# what year is this composite TCR?



## dantsai (Mar 25, 2009)

Hello,
I saw this TCR on craigslist, and was wondering if you bright folks could help me identify what year/model it is. The pictures aren't too great -- the seller claims it's 2007 composite frame, but I can't seem to find any 2007 TCR that matches this. Supposedly it's full Ultegra, with DT Swiss RR 1.1 rims (I'm guessing the rims aren't stock, since I always see Giant TCR coming stock with Aksium or Ksyrium rims)

















Thanks in advance.


----------



## rick222 (May 29, 2005)

That's either an 05 or 06 as both years the frame was idenitcal. Wheels look like Topolino's to me.


----------



## fishtaco (Mar 28, 2007)

It looks like either a 2005 TCR C1 or 2006 TCR C0. Those both came with the black/silver frame/fork. I would ask for better pictures. What are they asking?


----------



## dantsai (Mar 25, 2009)

They're asking $1200. Sounds like a decent deal to me, what do you think? I'm not sure yet, though.... I'm not a big fan of the design of the frame (aesthetically speaking)... I'm kinda vain when it comes to how my frames look.


----------



## fishtaco (Mar 28, 2007)

Depends on the condition of the bike. You will only be able to tell if you check it out in person. The price sounds and you could probably offer less. Here comparable bike that just sold on ebay for ~1200 (http://cgi.ebay.com/ws/eBayISAPI.dll?ViewItem&ssPageName=STRK:MEWAX:IT&item=170319928007). I have the same one. Bought the frame/fork on ebay new and built it up with the components I wanted. Probably put ~1800 into it. If the this one fits, it is an amazingly fast and comfortable bike, but don't get it if you can't stand looking at it. 2007/08 Giant frames have less flair on the frames.


----------



## zigurate (Mar 3, 2009)

fishtaco said:


> Depends on the condition of the bike. You will only be able to tell if you check it out in person. The price sounds and you could probably offer less. Here comparable bike that just sold on ebay for ~1200 (http://cgi.ebay.com/ws/eBayISAPI.dll?ViewItem&ssPageName=STRK:MEWAX:IT&item=170319928007). I have the same one. Bought the frame/fork on ebay new and built it up with the components I wanted. Probably put ~1800 into it. If the this one fits, it is an amazingly fast and comfortable bike, but don't get it if you can't stand looking at it. 2007/08 Giant frames have less flair on the frames.
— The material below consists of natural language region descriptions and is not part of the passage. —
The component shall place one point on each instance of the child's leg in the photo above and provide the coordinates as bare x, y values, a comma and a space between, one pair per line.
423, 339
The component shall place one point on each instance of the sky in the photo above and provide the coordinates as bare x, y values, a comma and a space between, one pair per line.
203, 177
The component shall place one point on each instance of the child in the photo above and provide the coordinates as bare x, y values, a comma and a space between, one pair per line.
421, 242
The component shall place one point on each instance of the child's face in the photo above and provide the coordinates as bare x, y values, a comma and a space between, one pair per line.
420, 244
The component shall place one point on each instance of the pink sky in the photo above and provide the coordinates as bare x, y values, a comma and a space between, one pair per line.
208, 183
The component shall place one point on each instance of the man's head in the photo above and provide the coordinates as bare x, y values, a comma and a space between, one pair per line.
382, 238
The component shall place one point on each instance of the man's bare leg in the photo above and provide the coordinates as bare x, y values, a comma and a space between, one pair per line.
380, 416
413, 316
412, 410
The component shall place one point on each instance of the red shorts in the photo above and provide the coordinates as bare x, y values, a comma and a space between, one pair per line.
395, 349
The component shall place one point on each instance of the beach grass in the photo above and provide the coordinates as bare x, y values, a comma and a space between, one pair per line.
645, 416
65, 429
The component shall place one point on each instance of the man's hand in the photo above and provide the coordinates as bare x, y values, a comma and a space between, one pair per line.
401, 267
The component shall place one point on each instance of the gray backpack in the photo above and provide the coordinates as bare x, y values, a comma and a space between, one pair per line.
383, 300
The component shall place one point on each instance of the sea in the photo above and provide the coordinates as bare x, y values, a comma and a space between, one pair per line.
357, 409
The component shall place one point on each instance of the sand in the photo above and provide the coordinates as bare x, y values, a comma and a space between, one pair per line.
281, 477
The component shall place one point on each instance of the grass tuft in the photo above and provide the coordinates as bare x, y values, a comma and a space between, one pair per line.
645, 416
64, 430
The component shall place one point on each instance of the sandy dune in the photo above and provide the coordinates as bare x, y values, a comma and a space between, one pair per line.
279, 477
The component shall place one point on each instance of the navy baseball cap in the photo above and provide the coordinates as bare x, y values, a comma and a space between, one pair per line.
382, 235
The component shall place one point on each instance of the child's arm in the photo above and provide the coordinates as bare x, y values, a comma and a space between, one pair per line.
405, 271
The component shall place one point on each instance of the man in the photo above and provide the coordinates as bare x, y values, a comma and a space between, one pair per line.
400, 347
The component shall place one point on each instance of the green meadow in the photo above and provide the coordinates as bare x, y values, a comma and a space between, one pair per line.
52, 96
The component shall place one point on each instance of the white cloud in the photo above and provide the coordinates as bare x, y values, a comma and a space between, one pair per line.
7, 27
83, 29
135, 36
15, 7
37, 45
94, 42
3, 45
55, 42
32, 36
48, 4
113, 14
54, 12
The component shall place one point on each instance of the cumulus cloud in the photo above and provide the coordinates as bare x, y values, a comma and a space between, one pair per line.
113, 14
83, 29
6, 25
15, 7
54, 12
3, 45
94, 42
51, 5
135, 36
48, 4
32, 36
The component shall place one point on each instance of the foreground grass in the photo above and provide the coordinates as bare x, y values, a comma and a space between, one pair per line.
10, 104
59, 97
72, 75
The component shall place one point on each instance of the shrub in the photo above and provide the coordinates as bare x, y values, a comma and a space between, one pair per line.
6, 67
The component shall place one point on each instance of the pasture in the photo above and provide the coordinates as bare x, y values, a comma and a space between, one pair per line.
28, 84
It goes for about the same on craigslist (except you can get your money back from ebay if something goes wrong).


----------



## ewitz (Sep 11, 2002)

If the bike comes with those Topolino wheels it is worth the $1200.

Looks like he has switched a few parts around as I don't recall the FSA SLK cranks ever being a stock spec.

Is that a small or extra small?


----------



## dantsai (Mar 25, 2009)

it is a medium (according to seller)


----------



## ewitz (Sep 11, 2002)

dantsai said:


> it is a medium (according to seller)


I had a medium.

Based on the size of that head tube it sure looks smaller to me.


----------



## dantsai (Mar 25, 2009)

hmm. well, I decided not to buy it, on the premise that biking's a lot more fun when you're of the opinion that your bike looks awesome. I vastly prefer how the '07 and '08 TCR's look with the simpler paint design. Even if it's a steal, I'm not about to drop a thousand bucks on a bike that I'm not in love with.
Thanks for all of your help, though. I learned a lot from yall.


----------



## Italianrider76 (May 13, 2005)

With that paint job, that is definitely an 05 model and it definitely looks like a small not a medium.


----------



## Clevor (Sep 8, 2005)

Italianrider76 said:


> With that paint job, that is definitely an 05 model and it definitely looks like a small not a medium.


+1

I still have that bike and yes it is a 2005 and the frame indeed looks too small to be a MED, which is what I got. The stock parts on the bike were:

- Mavic Elites
- FSA SLK MegaEXO 53/39 crank (a pig)
- Ultegra shifters and front derailleur
- DA rear derailleur
- Easton EC70 handlebar
- Giant carbon fiber-wrapped stem and seatpost
- Probably Tekcro carbon fiber-wrapped dual pivot brakes
- Fizik saddle (forget what model)

The bike sold for around $2500 new. Of all the frames with that paint scheme (2004-2006?) that color frame was the most desirable as the smoke silver sections match the platinum silver of DA components exactly.


----------